West Midlands fraud falls 89% in a year to £22.3m

The value of fraud in the West Midlands fell 89% from £203.2m in 2017 to £22.3m in 2018.
The annual FraudTrack report from accountants and business advisers BDO shows that despite the value of fraud in the region decreasing, the number of reported cases in the West Midlands still account for 12% of all UK reported fraud by volume.
Counterfeiting fraud, which rose significantly in the region over the past year, was largely inflated due to a case involving a jewellery gang who profited by as much as £1m from selling fake 22 carat gold bangles.
The largest single reported fraud in the West Midlands in 2018 was committed by a Dunstable man who stole more than £2.5m from the evangelical Christian charity he worked at as an accountant.
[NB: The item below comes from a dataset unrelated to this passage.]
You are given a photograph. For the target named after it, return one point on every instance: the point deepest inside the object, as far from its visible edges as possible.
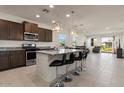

The total value of fraud UK-wide more than halved in 2018. Following a record 15-year high in 2017, reported fraud fell from £2.1bn to £746.3m. This is the lowest level of fraud since 2014 when the value fell to £720.3m, however experts at BDO say the true cost of fraud to the UK could be as high as £37.5bn.
Sat Plaha, partner and national head of regional forensic services at BDO, said: “While the continued reduction in the value of fraud in the West Midlands may seem positive, our experience suggests that as few as one in 50 cases of fraud in the UK are likely to be reported so the figures only shine a spotlight on the visible part of a much wider problem.
“There is no chance for complacency in the face of increasingly sophisticated scams. As the largest reported fraud in the region shows, sometimes the perpetrator of fraud is not a faceless name or external scam, but an employee in a position of trust with access to key data or the firm’s financial accounts. Companies and organisations must continue to adopt stringent systems and provide discrete channels for employees to securely flag potential cases of fraud for further investigation.”